Out of the pile of classic novels that I have accumulated over the years, I recently pulled an unread copy of Johann Wyss’ The Swiss Family Robinson that, according to the book’s ink-stamped inside cover, I acquired over two decades ago from my junior high school library. Fortunately, like the Robinson family, it was a castaway, not a potentially record-breaking overdue book.
For those who may have been similarly out of touch of civilization for an extended period of time, The Swiss Family Robinson chronicles the story of a family shipwrecked on a deserted island, their survivability dependent on only their wits and items salvaged from their crippled ship. The most famous aspect of their adventure is immortalized by Disneyland’s recreation of a treehouse-style domicile created high among the branches of a fig-producing mangrove, complete with staircases, plumbing, and rescued furniture. However, their multiple residences grow far more sophisticated over time.
Author’s Note: The 1962-built Swiss Family Treehouse was “immortalized” until 1999 when Disneyland replaced it with Tarzan’s Treehouse. For now, you can still view the Ronbinsons’ tree in Magic Kingdom, Euro Disneyland, and Tokyo Disneyland.
The language was modern back in the early 19th-century when first penned by Johann Wyss but is still easily readable today. Throughout the fast-paced novel I was continuously distracted by the unlikely plethora of wildlife available for domestication and use by the Robinson family. As each chapter unfolded the incredible list grew: flamingos, penguins, agouti, lobster, monkeys, jackals, sea turtles, porcupines, ostriches, lions, elephants, kangaroos, walrus, buffalo, whales, boa constrictors, and bears. Varied, too, were the native plants: coconuts, calabash, sugar cane, wild figs, pineapple, rubber trees, sago palms, terebinth, American fir trees, and cotton trees. What astounding luck to be stranded on a desert island with such a well-stocked supermarket of resources! The patriarch of the new colony dubbed “New Switzerland” was also a MacGyver from a prior century, able to furnish rubber boots, create indoor plumbing, tame wild animals, positively identify unusual flora and fauna and their useful properties, create a loom, and manufacture soap and candles.

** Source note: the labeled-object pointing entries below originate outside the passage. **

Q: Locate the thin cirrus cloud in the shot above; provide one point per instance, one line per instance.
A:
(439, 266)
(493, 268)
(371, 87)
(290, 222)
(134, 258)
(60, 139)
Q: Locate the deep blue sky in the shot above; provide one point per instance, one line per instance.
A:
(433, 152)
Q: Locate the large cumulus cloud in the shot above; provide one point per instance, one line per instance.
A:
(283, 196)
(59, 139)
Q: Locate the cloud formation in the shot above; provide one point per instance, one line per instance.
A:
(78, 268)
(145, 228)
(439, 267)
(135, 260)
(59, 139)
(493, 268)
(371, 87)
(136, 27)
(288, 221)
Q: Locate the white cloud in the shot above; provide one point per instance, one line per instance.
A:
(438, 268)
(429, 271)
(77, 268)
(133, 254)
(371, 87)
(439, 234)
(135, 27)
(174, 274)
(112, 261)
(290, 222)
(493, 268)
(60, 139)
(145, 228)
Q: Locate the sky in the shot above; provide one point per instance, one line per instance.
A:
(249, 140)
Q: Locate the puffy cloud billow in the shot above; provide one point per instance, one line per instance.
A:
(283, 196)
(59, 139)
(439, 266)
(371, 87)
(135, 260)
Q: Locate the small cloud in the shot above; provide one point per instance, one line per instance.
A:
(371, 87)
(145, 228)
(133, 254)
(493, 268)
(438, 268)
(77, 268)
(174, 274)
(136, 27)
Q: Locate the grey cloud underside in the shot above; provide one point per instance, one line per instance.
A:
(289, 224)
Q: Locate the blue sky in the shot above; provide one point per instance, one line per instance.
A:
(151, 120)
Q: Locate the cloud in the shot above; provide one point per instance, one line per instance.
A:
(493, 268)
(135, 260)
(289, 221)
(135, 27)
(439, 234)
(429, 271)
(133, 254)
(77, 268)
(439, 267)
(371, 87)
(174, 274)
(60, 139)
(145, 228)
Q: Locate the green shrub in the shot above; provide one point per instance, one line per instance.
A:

I was quite surprised by the ending, its elegant simplicity never occurring to me while I enjoyed the meat of the book. A lover of animals myself, often I wondered what would become of the now-domesticated beasts that provided the Robinsons with milk, eggs, labor, and friendship, and I was pleased that the solution provided by Wyss allowed full closure while still ensuring the safety and well-being of the herds of animals then roaming the island.
It is easy to understand after reading this fabulous tale why Johann Wyss is better known for writing The Swiss Family Robinson then he was for creating the Swiss national anthem. If you haven’t read the Robinson family saga yet, pick up a copy.